On April 15, in the “Economic Survey “Japan”” released by the OECD, they expressed their concern toward the purchasing of ETF (Exchange-Traded Fund) by the Bank of Japan, stating that this action is potentially “damaging the market discipline”. In response to this, the Governor of the Bank of Japan, Haruhiko Kuroda, said that this “is part of a strategy to accomplish the price stability target of 2%”, and “is playing a big part toward achieving said target”.
On April 16, when asked about the issue again during the Financial Affairs Committee Meeting, Kuroda responded by saying “although I understand that there are different voices regarding this issue, it’s a necessary and important step for “stock market stability”, then quickly corrected himself, “price stability, not stock market stability”.

Dating back to January of 2013, it was at the Monetary Policy Meeting that the Bank of Japan decided on the “Price Stability Target of 2%” in terms of the “year-to-year rate of change in the CPI”.  However, as of April 2019, achieving that goal is still that of a distant dream. Amidst the concerns of the decrease in expectations toward Quantitative and Qualitative Monetary Easing (QQE), perhaps Kuroda’s “stock market stability” remark was in reaction to the mention of possible “negative side effects” as the stock market stability is an evidently achievable target. Of course, his comment was immediately corrected, but given the reality that achieving the “Price Stability Target” cannot be seen at this point, the concern toward the market deformation and negative side effects may be growing within Kuroda.

For 2018, the purchasing of ETF by the Bank of Japan reached 6.504 trillion yen. In December of the same year, their ETF holdings were 23.5497 trillion yen, accounting for about 4% of the total market capitalization (stocks) of the companies listed in the first section of the Tokyo Stock Exchange. This amount continued to increase into the new year, and by the end of March, could have exceeded 28 trillion yen. As numerously explained by Kuroda, the objective for the purchasing of ETF by the Bank of Japan is for price stability, not stock market operations through market interventions, nor for net investment. Therefore, they cannot sell the ETF until this target is met, and therefore is leading to a dent in the stock market, which in actuality should accurately reflect corporate value.

However, this is not the only issue.
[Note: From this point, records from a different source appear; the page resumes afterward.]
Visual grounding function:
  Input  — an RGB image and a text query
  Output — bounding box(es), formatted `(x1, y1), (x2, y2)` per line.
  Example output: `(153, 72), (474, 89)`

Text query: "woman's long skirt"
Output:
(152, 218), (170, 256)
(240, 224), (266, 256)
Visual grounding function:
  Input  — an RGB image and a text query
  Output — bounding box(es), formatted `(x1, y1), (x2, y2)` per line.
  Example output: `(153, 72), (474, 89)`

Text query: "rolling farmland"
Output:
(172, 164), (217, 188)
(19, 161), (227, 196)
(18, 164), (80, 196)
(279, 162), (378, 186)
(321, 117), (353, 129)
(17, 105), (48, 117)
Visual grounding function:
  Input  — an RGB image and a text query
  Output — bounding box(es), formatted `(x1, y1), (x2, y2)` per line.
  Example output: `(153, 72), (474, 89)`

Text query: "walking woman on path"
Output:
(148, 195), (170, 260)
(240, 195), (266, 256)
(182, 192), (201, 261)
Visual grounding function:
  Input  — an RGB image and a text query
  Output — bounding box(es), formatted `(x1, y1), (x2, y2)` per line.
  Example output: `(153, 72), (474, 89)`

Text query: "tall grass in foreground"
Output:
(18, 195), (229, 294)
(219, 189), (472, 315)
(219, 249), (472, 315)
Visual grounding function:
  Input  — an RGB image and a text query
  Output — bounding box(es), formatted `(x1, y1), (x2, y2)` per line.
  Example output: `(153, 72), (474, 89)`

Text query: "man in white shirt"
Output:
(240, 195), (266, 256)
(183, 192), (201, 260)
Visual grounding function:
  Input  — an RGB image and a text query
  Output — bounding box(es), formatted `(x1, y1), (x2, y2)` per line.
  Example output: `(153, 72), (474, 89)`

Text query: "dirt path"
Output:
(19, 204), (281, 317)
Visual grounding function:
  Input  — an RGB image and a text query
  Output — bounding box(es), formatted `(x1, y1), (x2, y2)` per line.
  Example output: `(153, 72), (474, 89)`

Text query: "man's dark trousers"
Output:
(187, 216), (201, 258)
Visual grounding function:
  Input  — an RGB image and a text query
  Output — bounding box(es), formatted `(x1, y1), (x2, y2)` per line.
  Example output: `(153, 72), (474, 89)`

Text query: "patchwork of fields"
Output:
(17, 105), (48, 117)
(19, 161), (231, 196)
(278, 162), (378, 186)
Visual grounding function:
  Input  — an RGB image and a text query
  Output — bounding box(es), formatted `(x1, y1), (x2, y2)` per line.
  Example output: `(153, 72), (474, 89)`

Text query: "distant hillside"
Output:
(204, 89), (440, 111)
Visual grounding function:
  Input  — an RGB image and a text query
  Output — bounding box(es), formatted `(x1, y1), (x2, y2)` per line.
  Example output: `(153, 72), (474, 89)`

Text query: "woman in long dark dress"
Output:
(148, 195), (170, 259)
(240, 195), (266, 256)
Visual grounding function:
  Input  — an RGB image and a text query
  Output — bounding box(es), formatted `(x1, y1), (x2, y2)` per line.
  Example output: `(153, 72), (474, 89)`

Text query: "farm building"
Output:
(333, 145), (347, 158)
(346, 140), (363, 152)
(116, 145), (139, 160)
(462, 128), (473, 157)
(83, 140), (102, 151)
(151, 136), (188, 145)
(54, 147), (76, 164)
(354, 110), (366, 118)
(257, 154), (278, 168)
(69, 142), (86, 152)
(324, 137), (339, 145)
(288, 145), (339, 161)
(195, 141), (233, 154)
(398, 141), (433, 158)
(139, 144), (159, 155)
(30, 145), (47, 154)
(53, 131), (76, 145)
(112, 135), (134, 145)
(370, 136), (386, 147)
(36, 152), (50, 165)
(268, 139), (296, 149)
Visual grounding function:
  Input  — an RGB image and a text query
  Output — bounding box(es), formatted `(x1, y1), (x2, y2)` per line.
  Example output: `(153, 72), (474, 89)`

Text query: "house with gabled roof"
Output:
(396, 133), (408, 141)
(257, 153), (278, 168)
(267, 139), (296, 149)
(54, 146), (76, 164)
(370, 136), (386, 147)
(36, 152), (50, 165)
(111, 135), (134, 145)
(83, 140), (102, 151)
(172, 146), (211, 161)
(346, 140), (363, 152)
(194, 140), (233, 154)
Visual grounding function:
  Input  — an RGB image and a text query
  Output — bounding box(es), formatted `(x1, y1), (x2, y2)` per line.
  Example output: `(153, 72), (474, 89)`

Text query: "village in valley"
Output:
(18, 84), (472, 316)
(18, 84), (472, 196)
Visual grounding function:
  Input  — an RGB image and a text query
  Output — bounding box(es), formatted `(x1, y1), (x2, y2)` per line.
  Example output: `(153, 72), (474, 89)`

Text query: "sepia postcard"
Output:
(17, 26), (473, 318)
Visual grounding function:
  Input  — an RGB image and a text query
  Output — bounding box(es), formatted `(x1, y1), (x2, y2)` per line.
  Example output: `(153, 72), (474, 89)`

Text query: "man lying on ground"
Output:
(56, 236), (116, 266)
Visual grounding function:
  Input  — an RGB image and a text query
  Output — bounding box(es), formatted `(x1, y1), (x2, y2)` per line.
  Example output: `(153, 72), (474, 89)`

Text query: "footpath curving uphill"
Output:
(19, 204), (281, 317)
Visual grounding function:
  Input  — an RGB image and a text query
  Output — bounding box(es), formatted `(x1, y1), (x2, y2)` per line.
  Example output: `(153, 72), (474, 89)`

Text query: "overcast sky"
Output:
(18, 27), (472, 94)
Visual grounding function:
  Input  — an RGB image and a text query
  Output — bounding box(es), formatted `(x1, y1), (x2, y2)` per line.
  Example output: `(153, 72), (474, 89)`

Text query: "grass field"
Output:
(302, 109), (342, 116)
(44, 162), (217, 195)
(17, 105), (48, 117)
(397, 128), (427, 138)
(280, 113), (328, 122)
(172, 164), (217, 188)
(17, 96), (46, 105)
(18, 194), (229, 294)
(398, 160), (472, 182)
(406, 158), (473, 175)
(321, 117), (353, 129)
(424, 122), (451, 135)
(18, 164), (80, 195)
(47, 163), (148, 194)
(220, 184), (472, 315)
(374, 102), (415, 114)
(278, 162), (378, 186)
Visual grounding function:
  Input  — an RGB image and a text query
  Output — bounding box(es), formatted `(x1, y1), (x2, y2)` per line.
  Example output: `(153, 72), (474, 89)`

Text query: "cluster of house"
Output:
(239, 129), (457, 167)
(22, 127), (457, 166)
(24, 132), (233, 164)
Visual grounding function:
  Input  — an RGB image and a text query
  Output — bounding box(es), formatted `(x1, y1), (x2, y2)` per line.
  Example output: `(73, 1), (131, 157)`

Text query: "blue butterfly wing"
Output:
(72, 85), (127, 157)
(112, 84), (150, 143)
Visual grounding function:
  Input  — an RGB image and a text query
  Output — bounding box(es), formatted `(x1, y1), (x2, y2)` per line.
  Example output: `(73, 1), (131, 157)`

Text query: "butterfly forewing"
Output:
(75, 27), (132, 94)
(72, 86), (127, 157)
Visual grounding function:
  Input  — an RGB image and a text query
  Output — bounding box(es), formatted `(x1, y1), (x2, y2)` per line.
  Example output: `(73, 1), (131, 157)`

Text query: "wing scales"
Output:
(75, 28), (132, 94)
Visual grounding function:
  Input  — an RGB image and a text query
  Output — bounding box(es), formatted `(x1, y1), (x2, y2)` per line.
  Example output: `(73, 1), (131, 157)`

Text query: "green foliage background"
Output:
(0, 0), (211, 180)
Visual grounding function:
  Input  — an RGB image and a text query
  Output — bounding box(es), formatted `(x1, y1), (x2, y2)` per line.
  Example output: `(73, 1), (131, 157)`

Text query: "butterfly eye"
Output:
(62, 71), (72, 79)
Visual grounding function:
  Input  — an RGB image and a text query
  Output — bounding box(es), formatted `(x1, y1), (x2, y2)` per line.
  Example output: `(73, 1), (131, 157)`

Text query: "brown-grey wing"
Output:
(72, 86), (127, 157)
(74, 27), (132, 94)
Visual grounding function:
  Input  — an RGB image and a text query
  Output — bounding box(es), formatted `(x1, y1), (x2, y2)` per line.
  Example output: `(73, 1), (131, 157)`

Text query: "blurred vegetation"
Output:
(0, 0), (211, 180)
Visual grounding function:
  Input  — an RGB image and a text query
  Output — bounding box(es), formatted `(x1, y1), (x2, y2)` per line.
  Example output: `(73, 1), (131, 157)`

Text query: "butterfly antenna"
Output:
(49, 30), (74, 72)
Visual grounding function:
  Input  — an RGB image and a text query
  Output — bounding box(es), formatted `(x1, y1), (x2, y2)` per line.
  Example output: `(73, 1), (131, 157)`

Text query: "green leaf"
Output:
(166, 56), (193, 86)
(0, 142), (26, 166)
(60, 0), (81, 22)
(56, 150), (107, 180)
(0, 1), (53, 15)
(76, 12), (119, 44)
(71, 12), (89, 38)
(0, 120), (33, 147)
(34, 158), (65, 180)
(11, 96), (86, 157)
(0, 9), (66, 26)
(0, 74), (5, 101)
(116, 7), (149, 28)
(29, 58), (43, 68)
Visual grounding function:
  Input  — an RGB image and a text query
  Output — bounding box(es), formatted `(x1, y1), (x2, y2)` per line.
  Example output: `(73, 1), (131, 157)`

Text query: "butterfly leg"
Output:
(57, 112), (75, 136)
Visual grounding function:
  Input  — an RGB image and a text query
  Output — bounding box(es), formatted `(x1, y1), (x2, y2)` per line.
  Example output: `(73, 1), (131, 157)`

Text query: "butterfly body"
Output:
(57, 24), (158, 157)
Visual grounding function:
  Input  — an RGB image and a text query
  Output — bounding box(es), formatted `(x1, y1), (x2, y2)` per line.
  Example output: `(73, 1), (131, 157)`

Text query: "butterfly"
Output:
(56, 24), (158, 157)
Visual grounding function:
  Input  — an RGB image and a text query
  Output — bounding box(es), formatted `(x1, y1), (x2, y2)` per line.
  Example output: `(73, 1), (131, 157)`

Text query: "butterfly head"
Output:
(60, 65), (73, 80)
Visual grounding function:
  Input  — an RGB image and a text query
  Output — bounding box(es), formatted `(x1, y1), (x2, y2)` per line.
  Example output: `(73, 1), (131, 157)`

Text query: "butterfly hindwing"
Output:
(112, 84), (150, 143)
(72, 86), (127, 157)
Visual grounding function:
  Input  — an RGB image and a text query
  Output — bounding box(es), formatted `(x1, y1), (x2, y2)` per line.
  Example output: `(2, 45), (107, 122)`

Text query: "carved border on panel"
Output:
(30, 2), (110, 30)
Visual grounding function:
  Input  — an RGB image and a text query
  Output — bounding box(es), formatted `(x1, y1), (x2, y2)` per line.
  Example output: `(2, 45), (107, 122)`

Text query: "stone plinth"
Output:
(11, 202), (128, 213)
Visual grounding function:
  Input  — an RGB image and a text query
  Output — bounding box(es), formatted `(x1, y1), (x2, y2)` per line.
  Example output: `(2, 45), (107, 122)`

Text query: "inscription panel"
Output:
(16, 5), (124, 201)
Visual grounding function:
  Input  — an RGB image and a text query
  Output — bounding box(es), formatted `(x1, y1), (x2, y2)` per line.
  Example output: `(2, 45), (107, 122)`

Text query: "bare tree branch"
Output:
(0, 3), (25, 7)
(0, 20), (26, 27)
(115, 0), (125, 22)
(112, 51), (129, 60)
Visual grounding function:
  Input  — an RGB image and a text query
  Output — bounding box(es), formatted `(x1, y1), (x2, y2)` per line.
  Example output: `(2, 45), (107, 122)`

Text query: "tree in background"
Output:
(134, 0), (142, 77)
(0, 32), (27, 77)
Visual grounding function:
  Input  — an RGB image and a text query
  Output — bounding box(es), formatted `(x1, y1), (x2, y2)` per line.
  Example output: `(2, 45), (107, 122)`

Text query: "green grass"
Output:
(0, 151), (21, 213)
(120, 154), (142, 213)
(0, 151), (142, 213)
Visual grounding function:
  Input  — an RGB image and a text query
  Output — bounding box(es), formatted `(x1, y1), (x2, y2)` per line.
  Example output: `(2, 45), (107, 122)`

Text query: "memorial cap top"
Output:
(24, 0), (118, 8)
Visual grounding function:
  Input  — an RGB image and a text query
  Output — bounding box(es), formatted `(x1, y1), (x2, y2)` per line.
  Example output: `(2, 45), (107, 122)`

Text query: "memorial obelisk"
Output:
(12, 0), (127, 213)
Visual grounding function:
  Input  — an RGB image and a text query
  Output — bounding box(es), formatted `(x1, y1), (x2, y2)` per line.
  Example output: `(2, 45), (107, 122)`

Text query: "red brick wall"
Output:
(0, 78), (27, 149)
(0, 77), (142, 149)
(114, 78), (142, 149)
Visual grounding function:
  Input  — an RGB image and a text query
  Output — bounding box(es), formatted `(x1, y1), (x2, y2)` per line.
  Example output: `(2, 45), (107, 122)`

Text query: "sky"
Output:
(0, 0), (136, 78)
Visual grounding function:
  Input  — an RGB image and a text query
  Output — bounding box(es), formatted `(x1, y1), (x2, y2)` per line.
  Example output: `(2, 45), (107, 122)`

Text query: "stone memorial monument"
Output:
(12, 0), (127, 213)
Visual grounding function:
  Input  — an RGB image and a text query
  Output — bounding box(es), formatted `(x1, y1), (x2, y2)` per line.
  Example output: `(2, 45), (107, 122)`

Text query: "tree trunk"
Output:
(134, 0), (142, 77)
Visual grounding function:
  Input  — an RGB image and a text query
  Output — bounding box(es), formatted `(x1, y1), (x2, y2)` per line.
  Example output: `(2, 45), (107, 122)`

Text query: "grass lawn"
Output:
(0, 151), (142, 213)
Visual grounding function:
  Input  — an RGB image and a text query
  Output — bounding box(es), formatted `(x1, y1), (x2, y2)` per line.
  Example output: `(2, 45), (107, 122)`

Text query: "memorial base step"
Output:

In the worst case scenario, should the market price experience a sharp drop and its current value falls below the acquisition value, the Bank of Japan will end up holding a large latent loss. In other words, there’s a possibility that the trust of the Japanese Yen itself may be damaged. And to avoid this risk, there is a need to decrease the remaining ETF holdings. However, there is a fear and risk that selling the ETF may entice a drop in the market price, meaning that the Bank of Japan is in a situation of no return, of no turning back.
Even if this is the case, the Bank of Japan is preparing an effective exit strategy, and is entering the period of expressing its will to decide on a policy under certain circumstances. This should mean that it will be effective in the sense of increasing “the number of hands” as a financial policy as well.